Note: a claimant does not have to be unemployed for a Grace Period to apply. To qualify, a household must have earned at or above the level of the earnings threshold in each of the previous 12 months. The earnings from a claimant or partner or ex-partner can be added together to meet the earnings threshold. If a claimant is relying on work and earnings from an ex-partner, they must have been a couple during that period of work to qualify. If the claimant has been a victim of domestic abuse it would be unreasonable for them to contact their ex-partner to get evidence of their earnings. For these cases, the claimant needs to confirm previous earnings from work by estimating their partner’s earnings. Universal Credit will accept this figure and will not require evidence from their partner.
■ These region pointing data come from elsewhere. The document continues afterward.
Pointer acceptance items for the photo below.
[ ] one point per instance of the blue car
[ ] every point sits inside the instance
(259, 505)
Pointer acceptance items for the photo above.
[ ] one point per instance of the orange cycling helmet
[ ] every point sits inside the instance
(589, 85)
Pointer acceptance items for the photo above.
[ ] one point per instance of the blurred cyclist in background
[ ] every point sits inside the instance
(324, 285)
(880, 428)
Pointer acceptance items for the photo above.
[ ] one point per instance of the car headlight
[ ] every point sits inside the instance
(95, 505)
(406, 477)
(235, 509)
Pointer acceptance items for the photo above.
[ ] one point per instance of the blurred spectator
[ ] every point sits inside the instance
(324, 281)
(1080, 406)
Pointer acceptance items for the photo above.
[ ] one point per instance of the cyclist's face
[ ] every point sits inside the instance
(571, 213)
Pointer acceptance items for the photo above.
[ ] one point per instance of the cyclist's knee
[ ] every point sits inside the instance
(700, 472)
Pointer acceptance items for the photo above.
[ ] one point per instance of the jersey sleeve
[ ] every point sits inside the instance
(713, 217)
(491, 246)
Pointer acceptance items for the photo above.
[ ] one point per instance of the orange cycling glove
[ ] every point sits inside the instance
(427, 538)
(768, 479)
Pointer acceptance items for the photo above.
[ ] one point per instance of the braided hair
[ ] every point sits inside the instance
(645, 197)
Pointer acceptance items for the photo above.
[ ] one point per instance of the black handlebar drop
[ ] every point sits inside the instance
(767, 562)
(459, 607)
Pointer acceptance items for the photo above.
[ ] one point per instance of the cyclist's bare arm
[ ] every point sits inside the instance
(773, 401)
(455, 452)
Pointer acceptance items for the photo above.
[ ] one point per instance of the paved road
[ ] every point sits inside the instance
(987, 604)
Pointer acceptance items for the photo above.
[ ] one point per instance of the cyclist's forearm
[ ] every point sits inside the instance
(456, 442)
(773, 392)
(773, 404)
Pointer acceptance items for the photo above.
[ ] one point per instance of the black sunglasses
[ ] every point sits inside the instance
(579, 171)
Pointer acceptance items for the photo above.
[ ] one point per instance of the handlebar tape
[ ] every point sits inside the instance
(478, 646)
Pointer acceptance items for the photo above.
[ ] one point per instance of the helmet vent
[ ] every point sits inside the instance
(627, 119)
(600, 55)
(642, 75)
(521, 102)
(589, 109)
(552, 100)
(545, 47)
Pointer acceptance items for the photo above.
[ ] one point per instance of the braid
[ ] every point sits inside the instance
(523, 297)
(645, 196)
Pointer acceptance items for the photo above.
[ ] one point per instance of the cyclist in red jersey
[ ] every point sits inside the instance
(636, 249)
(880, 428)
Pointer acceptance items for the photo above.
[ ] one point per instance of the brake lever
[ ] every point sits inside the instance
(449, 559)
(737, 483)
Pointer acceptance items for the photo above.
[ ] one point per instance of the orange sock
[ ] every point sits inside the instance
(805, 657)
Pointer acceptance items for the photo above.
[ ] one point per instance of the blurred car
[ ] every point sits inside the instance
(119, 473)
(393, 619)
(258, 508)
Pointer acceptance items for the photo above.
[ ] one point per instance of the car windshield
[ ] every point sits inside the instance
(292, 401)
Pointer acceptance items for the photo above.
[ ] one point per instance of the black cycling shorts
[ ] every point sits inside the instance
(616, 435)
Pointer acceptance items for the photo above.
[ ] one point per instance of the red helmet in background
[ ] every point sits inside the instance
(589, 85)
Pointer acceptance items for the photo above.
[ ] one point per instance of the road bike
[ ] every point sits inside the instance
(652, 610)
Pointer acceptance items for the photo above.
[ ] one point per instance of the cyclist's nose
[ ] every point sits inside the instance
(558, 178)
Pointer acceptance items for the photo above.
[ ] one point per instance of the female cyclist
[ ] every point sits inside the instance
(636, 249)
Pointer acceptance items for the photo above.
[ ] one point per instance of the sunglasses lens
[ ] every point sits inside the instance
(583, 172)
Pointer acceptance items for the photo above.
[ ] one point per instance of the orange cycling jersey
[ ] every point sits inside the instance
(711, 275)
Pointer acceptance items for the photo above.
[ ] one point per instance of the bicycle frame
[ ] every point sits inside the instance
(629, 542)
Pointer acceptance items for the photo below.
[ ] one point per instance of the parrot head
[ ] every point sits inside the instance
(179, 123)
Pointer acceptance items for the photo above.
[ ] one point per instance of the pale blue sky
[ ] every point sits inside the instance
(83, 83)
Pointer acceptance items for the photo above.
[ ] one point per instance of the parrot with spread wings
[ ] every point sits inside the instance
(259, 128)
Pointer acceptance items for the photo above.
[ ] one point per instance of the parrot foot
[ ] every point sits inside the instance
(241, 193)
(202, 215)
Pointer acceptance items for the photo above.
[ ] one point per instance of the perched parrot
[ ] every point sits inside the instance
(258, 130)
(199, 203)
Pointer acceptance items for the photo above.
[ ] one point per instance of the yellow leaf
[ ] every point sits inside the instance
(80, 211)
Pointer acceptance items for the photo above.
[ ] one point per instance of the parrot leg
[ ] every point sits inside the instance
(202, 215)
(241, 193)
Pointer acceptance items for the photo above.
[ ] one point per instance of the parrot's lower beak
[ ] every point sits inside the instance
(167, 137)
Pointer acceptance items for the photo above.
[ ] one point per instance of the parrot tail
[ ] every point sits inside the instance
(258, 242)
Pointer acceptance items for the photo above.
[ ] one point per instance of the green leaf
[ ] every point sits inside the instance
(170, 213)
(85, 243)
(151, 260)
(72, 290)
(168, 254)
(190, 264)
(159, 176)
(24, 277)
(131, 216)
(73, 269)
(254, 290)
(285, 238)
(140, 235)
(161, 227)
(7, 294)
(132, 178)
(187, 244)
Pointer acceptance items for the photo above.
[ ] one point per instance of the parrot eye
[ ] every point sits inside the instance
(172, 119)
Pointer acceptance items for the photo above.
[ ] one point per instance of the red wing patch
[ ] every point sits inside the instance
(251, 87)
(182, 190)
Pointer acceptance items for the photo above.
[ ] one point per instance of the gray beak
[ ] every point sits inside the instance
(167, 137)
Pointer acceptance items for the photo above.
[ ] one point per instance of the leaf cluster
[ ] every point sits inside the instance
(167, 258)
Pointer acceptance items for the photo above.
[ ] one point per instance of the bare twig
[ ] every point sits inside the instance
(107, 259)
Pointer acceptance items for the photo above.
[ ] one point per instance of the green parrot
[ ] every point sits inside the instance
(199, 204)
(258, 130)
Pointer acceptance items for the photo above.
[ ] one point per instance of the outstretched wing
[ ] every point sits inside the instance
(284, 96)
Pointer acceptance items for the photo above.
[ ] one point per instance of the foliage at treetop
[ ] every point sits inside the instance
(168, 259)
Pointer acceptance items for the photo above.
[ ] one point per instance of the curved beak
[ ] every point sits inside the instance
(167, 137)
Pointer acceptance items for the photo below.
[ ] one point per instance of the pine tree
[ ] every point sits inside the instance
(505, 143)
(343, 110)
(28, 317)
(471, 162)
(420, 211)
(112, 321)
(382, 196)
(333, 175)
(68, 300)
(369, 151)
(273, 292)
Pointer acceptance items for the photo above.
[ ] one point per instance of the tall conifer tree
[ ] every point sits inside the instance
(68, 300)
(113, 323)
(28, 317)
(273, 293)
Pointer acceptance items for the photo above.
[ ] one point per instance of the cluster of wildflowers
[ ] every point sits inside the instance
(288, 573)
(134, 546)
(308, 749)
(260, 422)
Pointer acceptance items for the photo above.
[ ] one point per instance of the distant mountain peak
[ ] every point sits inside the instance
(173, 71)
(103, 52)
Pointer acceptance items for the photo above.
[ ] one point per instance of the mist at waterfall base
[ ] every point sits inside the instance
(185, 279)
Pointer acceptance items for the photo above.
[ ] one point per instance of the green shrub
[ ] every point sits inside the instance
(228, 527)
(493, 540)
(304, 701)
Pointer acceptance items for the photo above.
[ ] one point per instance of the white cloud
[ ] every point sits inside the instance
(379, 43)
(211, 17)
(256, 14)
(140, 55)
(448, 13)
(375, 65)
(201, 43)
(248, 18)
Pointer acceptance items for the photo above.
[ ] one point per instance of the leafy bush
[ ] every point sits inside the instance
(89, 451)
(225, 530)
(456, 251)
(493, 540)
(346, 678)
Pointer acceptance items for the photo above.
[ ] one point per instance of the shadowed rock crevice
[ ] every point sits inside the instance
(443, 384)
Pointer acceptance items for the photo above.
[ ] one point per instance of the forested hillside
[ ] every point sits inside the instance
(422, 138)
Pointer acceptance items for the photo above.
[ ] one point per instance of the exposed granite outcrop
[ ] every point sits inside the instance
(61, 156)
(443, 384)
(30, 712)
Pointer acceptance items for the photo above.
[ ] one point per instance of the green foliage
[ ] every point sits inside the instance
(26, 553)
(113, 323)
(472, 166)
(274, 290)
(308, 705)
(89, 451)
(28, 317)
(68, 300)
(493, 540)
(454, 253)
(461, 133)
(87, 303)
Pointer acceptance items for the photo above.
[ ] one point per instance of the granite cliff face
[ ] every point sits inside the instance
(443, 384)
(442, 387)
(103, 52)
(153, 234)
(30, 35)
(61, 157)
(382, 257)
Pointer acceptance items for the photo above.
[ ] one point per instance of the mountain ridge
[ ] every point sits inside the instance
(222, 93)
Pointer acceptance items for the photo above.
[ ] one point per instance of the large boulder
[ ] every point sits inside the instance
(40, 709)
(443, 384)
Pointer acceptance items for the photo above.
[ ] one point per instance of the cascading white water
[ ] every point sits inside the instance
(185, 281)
For those who were working and not claiming Universal Credit, the Grace Period starts the day after the last date of employment. A claimant who was working and receiving Universal Credit can qualify for the Grace Period from the first day of the assessment period in which earnings fall below the in-work exemption threshold. Grace Periods are awarded for a consecutive period of time. When a Universal Credit award ends and later starts again, the agent must check whether the claimant is still within a previously allocated Grace Period. If they are, that Grace Period can still be applied.
If a couple separate:
• the remainder of any Grace Period already awarded is applied to both parties, or
• if one of the couple claims Universal Credit as a single person - a new Grace Period can be applied to the award if the claimant, partner or ex-partner earned at or above the level of the in-work exemption threshold in each of the previous 12 months. The Benefit Cap is applied from the assessment period after the assessment period in which the Grace Period ends.
Where the benefit is taken into account as unearned income on the Universal Credit award, this is the amount taken into account for the benefit cap. This includes benefits received for a month or less. Weekly paid benefits are converted to a monthly figure. The amount the claimant is entitled to at the end of the assessment period is the amount used to convert to a monthly figure.
Any Housing Benefit in payment to a claimant is not included in the Benefit Cap calculation. After the Housing Benefit is disregarded, if the total amount of benefits exceeds the limit - the Benefit Cap is applied to the Universal Credit award.
Reducing Universal Credit
The Universal Credit adjusted award is used in the Benefit Cap calculation. The adjusted award is the amount after any deductions for capital, income and earnings are taken and before any sanction, overpayment or third-party deductions are applied. Eligible childcare costs that are repaid through the Universal Credit payment are not subject to the Benefit Cap. If the total amount of benefits exceeds the Benefit Cap limit in an assessment
period, the amount of the Universal Credit award is reduced by:
• the excess amount, or
• the excess amount minus any amount included in the award for childcare costs
If the childcare costs exceed the excess, the Benefit Cap is not applied.
There is no right of appeal against a decision to apply the Benefit Cap. A claimant can ask for a decision to be re-considered if they believe their benefit entitlement has been calculated incorrectly.